The boys used several different types of carpet, cut up pool noodles, rubberized drawer liners, softballs cut in half, artificial turf and foam-filled flannel to provide several common and uncommon walking experiences.

Young men group place together the sensory path for The Learning Center for Families, St. George, Utah, Sept. 23, 2015 | Photo courtesy of The Learning Center for Families, St. George News

The pathway can be customized to a child’s needs by removing certain tiles. Staff members will also be able to customize two of the tiles that were left blank as different needs arise.

The Sensory Processing Disorder Foundation describes SPD as a condition that exists when sensory signals don’t get organized into appropriate responses.
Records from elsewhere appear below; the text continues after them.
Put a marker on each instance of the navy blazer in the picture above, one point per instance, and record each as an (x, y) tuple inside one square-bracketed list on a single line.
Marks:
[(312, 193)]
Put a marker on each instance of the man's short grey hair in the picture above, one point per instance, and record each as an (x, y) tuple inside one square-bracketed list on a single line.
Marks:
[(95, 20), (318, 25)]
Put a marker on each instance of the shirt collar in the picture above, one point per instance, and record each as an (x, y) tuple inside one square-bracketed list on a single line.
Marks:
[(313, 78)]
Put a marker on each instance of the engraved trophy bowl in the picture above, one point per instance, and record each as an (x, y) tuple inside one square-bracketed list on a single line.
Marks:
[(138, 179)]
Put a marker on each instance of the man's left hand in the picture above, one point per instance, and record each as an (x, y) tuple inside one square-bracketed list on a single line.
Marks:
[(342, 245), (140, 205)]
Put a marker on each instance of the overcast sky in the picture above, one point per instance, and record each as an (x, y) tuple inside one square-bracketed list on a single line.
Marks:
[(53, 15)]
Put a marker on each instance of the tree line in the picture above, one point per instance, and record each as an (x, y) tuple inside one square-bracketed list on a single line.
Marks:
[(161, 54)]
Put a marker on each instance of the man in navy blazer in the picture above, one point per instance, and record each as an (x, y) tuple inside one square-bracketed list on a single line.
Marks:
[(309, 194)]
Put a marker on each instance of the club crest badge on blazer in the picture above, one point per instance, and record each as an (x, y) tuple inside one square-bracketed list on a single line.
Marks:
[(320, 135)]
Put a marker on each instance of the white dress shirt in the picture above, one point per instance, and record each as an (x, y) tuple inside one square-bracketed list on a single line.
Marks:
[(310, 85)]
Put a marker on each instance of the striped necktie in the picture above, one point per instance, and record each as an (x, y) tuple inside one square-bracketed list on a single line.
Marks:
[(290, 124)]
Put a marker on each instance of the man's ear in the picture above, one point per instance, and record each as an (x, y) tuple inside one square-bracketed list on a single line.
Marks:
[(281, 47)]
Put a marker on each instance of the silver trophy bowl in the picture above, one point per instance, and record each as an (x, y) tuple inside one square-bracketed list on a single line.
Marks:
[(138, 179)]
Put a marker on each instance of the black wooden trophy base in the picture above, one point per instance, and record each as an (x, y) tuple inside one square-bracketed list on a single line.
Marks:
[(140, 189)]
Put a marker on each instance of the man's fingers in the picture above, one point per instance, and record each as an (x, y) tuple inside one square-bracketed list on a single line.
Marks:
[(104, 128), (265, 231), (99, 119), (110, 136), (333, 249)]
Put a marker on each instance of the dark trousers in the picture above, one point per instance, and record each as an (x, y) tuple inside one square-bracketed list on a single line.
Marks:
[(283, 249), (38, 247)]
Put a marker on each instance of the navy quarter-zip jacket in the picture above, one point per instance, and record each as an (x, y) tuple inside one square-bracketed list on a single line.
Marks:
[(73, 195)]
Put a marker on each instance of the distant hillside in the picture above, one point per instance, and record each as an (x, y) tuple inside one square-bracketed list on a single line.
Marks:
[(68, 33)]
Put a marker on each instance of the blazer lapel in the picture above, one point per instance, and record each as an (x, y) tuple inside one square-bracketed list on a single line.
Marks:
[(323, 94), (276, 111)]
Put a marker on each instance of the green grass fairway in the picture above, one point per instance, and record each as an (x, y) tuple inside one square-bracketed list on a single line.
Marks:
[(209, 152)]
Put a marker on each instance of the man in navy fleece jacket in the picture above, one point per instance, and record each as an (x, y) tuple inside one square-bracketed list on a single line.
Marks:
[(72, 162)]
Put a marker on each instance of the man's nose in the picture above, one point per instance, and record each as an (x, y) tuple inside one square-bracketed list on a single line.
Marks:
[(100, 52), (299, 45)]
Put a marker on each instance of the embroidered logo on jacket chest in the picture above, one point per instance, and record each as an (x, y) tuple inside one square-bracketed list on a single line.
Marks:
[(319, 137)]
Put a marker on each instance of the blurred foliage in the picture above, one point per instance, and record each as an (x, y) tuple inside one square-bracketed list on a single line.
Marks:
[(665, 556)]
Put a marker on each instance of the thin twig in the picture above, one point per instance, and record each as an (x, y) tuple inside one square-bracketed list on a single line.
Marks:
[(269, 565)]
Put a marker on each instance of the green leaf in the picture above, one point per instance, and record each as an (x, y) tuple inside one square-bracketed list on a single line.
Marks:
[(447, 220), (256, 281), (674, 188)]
According to the foundation’s website, the condition causes a sort of neurological traffic jam that prevents certain parts of the brain from receiving the information needed to interpret sensory information correctly.

“A person with SPD finds it difficult to process and act upon information received through the senses, which creates challenges in performing countless everyday tasks,” the SPD Foundation states. “Motor clumsiness, behavioral problems, anxiety, depression, school failure, and other impacts may result if the disorder is not treated effectively.”

The Learning Center for Families, or TLC, is an organization dedicated to promoting the success of children one family at a time. Whether it’s a developmental delay or disability, poor health, poverty or a less than optimal home environment, there are certain difficulties that put infants and toddlers at risk of failing to achieve their full potential.

Since 1993, TLC has been providing the extra help families need to navigate these challenges and ensure that every child in its community has the skills they need to excel in school and in life.

Families with young children who have sensory processing disorders are served by the organization in a variety of ways; these include Kindermusik classes, regular home visits by occupational therapists and learning consultants who provide families with strategies, resources and support to help them meet the sensory needs of their children.

Since most of these families don’t have access to therapy equipment on a regular basis, TLC uses the family’s natural environment to show parents and caregivers how they can meet the child’s sensory needs throughout their daily routines. TLC uses everyday items such as pillows, blankets, playground equipment, diaper boxes and other everyday objects and toys to coach parents on how to implement helpful strategies.

TLC staff will also visit day cares, parks and even grocery stores with the family as necessary to create a plan to help them deal with situations that have become difficult due to their child’s SPD. TLC also provides regular classes on SPD and encourages networking between families to give them a sense of community with families in similar situations.